JAKARTA - Tantangan baru terus hadir di usia kemerdekaan Indonesia yang ke-71. Salah satu tantangan itu ialah di bidang keamanan cyber.
"Bila dulu berjuang melawan penjajahan wilayah, kini kita berjuang melawan penjajahan informasi," kata Pakar Keamanan Cyber dan Komunikasi, Pratama Persadha, Rabu (17/8).
Menurut dia, kini tantangan penjajahan informasi di depan mata. Betapa tidak, kata dia, hampir seluruh akses komunikasi yang digunakan saat ini dikuasai asing.

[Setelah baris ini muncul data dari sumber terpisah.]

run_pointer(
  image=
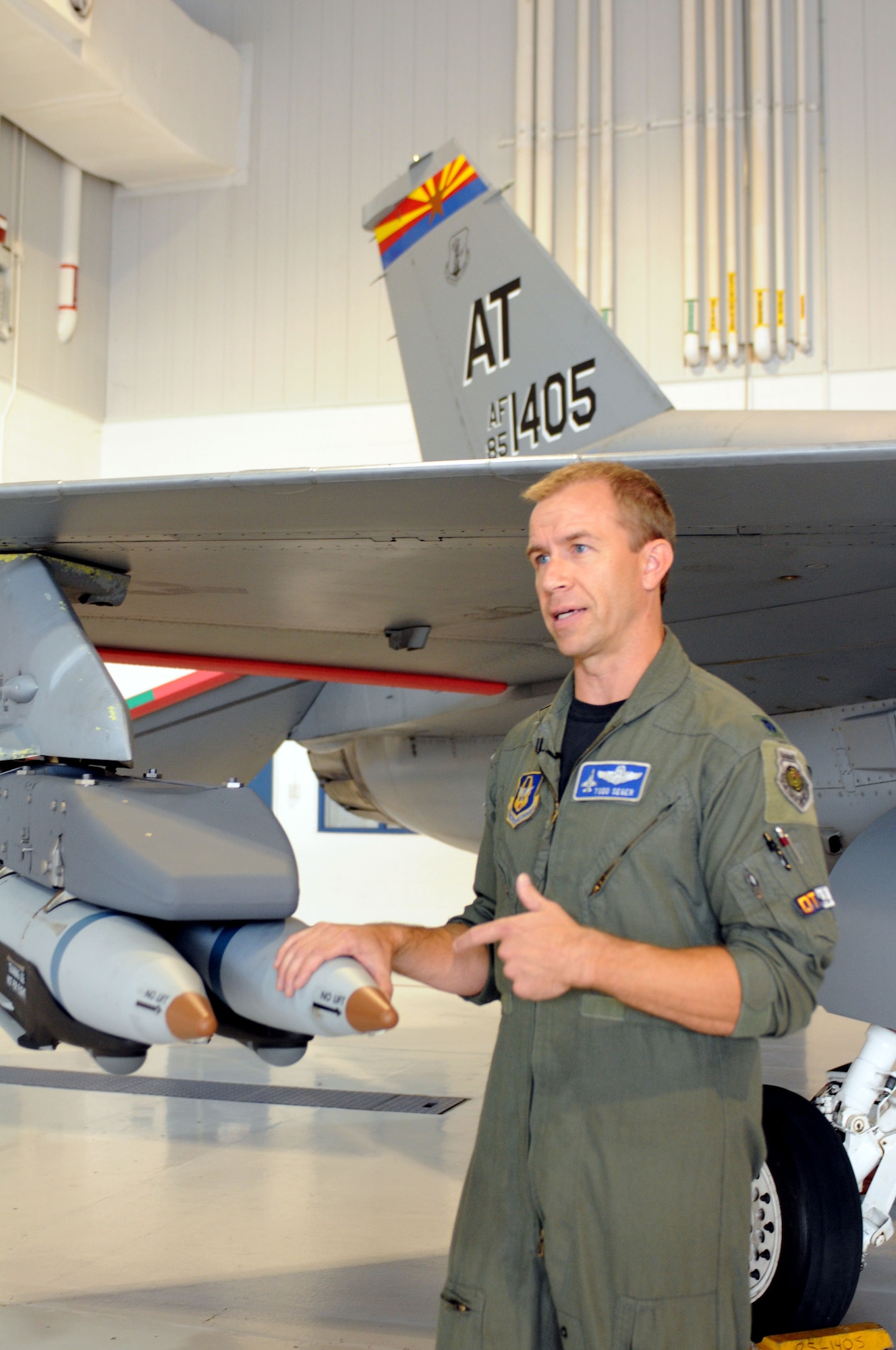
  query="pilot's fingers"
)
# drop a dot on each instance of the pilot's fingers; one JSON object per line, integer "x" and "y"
{"x": 530, "y": 894}
{"x": 298, "y": 970}
{"x": 306, "y": 952}
{"x": 300, "y": 940}
{"x": 482, "y": 935}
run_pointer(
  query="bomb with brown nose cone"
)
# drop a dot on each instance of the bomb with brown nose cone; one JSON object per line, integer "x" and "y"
{"x": 237, "y": 963}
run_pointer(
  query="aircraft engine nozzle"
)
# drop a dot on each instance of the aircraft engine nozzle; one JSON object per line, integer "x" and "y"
{"x": 370, "y": 1010}
{"x": 190, "y": 1017}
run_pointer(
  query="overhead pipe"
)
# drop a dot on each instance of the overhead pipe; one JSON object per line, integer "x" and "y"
{"x": 712, "y": 176}
{"x": 526, "y": 110}
{"x": 690, "y": 183}
{"x": 584, "y": 144}
{"x": 544, "y": 122}
{"x": 804, "y": 338}
{"x": 781, "y": 202}
{"x": 71, "y": 250}
{"x": 760, "y": 167}
{"x": 732, "y": 180}
{"x": 608, "y": 171}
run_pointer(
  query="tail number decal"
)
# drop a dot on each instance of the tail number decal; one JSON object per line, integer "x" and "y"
{"x": 565, "y": 400}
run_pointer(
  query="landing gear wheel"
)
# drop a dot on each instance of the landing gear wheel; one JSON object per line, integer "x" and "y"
{"x": 806, "y": 1249}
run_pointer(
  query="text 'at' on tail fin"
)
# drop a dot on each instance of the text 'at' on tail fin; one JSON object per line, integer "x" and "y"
{"x": 503, "y": 354}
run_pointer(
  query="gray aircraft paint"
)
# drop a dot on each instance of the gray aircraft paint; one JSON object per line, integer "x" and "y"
{"x": 56, "y": 695}
{"x": 495, "y": 337}
{"x": 164, "y": 851}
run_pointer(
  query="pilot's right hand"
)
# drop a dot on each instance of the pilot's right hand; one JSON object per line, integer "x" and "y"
{"x": 372, "y": 944}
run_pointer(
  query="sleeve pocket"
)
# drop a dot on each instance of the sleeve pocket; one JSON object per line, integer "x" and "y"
{"x": 764, "y": 892}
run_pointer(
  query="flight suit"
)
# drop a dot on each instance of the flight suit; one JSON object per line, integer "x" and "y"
{"x": 608, "y": 1202}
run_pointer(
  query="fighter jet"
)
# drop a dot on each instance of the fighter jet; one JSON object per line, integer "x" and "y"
{"x": 385, "y": 619}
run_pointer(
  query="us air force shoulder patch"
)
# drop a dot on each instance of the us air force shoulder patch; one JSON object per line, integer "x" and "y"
{"x": 789, "y": 789}
{"x": 611, "y": 781}
{"x": 524, "y": 804}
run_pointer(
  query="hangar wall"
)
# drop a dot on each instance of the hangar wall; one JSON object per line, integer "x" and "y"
{"x": 261, "y": 299}
{"x": 55, "y": 426}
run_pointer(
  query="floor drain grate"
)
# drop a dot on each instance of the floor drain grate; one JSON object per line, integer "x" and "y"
{"x": 258, "y": 1094}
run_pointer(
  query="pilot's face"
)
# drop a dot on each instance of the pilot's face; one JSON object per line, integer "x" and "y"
{"x": 590, "y": 583}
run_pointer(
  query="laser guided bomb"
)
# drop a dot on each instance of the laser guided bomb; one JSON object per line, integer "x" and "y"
{"x": 134, "y": 912}
{"x": 237, "y": 963}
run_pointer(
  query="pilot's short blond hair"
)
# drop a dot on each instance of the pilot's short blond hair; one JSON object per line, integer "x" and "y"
{"x": 643, "y": 507}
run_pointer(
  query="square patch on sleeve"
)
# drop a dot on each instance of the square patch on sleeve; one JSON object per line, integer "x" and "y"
{"x": 611, "y": 781}
{"x": 814, "y": 901}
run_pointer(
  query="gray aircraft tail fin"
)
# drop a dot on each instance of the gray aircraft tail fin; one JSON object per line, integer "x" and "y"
{"x": 503, "y": 354}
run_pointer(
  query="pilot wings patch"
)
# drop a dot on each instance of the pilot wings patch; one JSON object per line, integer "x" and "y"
{"x": 611, "y": 781}
{"x": 524, "y": 804}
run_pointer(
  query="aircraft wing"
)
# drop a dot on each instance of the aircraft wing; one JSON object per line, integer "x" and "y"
{"x": 785, "y": 580}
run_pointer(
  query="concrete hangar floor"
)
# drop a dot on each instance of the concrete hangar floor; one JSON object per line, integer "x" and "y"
{"x": 181, "y": 1222}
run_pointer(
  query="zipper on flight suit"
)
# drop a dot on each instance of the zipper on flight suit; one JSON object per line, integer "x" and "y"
{"x": 638, "y": 839}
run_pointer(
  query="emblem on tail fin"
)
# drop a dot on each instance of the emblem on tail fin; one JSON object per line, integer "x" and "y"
{"x": 458, "y": 257}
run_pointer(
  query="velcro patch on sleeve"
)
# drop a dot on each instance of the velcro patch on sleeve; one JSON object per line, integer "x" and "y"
{"x": 790, "y": 797}
{"x": 814, "y": 901}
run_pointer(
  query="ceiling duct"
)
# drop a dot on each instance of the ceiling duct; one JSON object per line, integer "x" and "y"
{"x": 133, "y": 91}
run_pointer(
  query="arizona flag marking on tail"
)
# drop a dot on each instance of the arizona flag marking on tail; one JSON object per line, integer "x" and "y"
{"x": 426, "y": 207}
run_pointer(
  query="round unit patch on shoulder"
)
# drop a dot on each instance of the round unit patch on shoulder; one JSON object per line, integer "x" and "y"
{"x": 789, "y": 789}
{"x": 793, "y": 778}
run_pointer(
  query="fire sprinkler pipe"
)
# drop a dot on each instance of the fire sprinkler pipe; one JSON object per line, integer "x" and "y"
{"x": 805, "y": 341}
{"x": 526, "y": 109}
{"x": 690, "y": 186}
{"x": 544, "y": 124}
{"x": 608, "y": 171}
{"x": 68, "y": 311}
{"x": 732, "y": 180}
{"x": 584, "y": 142}
{"x": 712, "y": 175}
{"x": 781, "y": 207}
{"x": 760, "y": 165}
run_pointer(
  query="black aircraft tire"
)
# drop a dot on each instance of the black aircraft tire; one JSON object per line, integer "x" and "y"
{"x": 821, "y": 1220}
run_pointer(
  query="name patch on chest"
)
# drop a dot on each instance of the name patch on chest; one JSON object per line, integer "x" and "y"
{"x": 524, "y": 804}
{"x": 611, "y": 781}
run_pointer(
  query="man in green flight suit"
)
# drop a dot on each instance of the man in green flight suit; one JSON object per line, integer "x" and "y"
{"x": 651, "y": 898}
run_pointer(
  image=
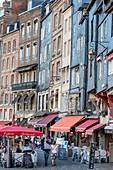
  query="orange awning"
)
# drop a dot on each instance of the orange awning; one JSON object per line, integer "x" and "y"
{"x": 91, "y": 130}
{"x": 87, "y": 124}
{"x": 5, "y": 123}
{"x": 66, "y": 123}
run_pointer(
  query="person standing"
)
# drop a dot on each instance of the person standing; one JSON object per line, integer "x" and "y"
{"x": 47, "y": 149}
{"x": 54, "y": 152}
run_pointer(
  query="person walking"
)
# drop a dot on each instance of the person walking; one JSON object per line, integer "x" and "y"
{"x": 54, "y": 152}
{"x": 47, "y": 149}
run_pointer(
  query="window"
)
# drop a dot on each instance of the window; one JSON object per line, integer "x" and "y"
{"x": 28, "y": 52}
{"x": 78, "y": 18}
{"x": 90, "y": 67}
{"x": 103, "y": 31}
{"x": 110, "y": 67}
{"x": 9, "y": 47}
{"x": 100, "y": 69}
{"x": 73, "y": 54}
{"x": 39, "y": 78}
{"x": 53, "y": 70}
{"x": 60, "y": 17}
{"x": 55, "y": 21}
{"x": 12, "y": 79}
{"x": 43, "y": 101}
{"x": 29, "y": 5}
{"x": 13, "y": 62}
{"x": 4, "y": 48}
{"x": 34, "y": 50}
{"x": 92, "y": 30}
{"x": 42, "y": 33}
{"x": 57, "y": 68}
{"x": 63, "y": 76}
{"x": 59, "y": 43}
{"x": 35, "y": 26}
{"x": 28, "y": 29}
{"x": 77, "y": 76}
{"x": 3, "y": 65}
{"x": 6, "y": 98}
{"x": 74, "y": 29}
{"x": 43, "y": 76}
{"x": 14, "y": 45}
{"x": 10, "y": 114}
{"x": 45, "y": 53}
{"x": 0, "y": 114}
{"x": 73, "y": 77}
{"x": 69, "y": 23}
{"x": 112, "y": 25}
{"x": 69, "y": 47}
{"x": 21, "y": 53}
{"x": 34, "y": 75}
{"x": 49, "y": 27}
{"x": 2, "y": 83}
{"x": 22, "y": 31}
{"x": 66, "y": 26}
{"x": 78, "y": 45}
{"x": 65, "y": 49}
{"x": 54, "y": 46}
{"x": 8, "y": 63}
{"x": 7, "y": 81}
{"x": 47, "y": 102}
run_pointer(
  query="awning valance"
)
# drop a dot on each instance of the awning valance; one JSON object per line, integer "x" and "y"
{"x": 65, "y": 124}
{"x": 26, "y": 68}
{"x": 46, "y": 120}
{"x": 34, "y": 121}
{"x": 88, "y": 123}
{"x": 109, "y": 129}
{"x": 91, "y": 130}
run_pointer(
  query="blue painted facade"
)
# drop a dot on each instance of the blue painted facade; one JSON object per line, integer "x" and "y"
{"x": 46, "y": 24}
{"x": 79, "y": 52}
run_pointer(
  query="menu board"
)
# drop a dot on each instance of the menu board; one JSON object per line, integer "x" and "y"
{"x": 92, "y": 156}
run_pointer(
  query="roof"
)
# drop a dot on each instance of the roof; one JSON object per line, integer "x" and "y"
{"x": 65, "y": 124}
{"x": 88, "y": 123}
{"x": 92, "y": 129}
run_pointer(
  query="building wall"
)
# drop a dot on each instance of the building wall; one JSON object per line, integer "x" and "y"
{"x": 8, "y": 64}
{"x": 66, "y": 54}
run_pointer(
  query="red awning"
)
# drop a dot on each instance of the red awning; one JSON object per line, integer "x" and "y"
{"x": 92, "y": 129}
{"x": 65, "y": 124}
{"x": 45, "y": 120}
{"x": 5, "y": 123}
{"x": 34, "y": 121}
{"x": 88, "y": 123}
{"x": 109, "y": 57}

Bahkan operator kerap mengeluh bagaimana mereka yang membangun infrastruktur komunikasi, akhirnya kalah dengan layanan over the top (OTT) seperti Whatsapp dan Facebook.
Tanpa membangun infrastruktur, layanan OTT tersebut bisa mengeruk untung triliunan rupiah setiap tahun dari penggunanya di tanah air. "Apalagi layanan tersebut tidak membayar pajak sama sekali, karena tidak punya badan hukum di Indonesia," kata Pratama.
Dia menjelaskan, sudah ada pergeseran model penjajahan. Sekarang ini, untuk mengeruk uang negara lain, tidak perlu lagi menjajah secara fisik wilayah.
Penjajahan model baru ini tidak selalu dilakukan oleh negara-negara maju. Kini korporasi yang kuat bisa melakukan penjajahan informasi. "Ini efeknya luar biasa, bisa mempengaruhi stabilitas politik, ekonomi dan keamanan sebuah negara,” jelasnya.
Pratama menjelaskan, layanan OTT ini kini sangat powerfull dan bisa mengeruk uang dari negara mana saja. Untuk Indonesia saja, Facebook tiap bulannya bisa mengeruk lebih dari Rp 500 miliar setiap bulannya dan terus bertambah.
“Pemerintah harus punya grand design menghadapi tren bisnis seperti ini. OTT ini banyak yang tidak berbadan hukum di Indonesia, namun punya pengguna dan income yang sangat besar dari Indonesia,” kata Chairman Communication and Information System Security Research Center ini.
Menurutnya, ini jelas tidak sesuai dengan keinginan pemerintah untuk menarik sebanyak mungkin uang warga negara Indonesia di luar negeri. Karena di saat yang bersamaan begitu banyak potensi devisa yang disedot oleh asing.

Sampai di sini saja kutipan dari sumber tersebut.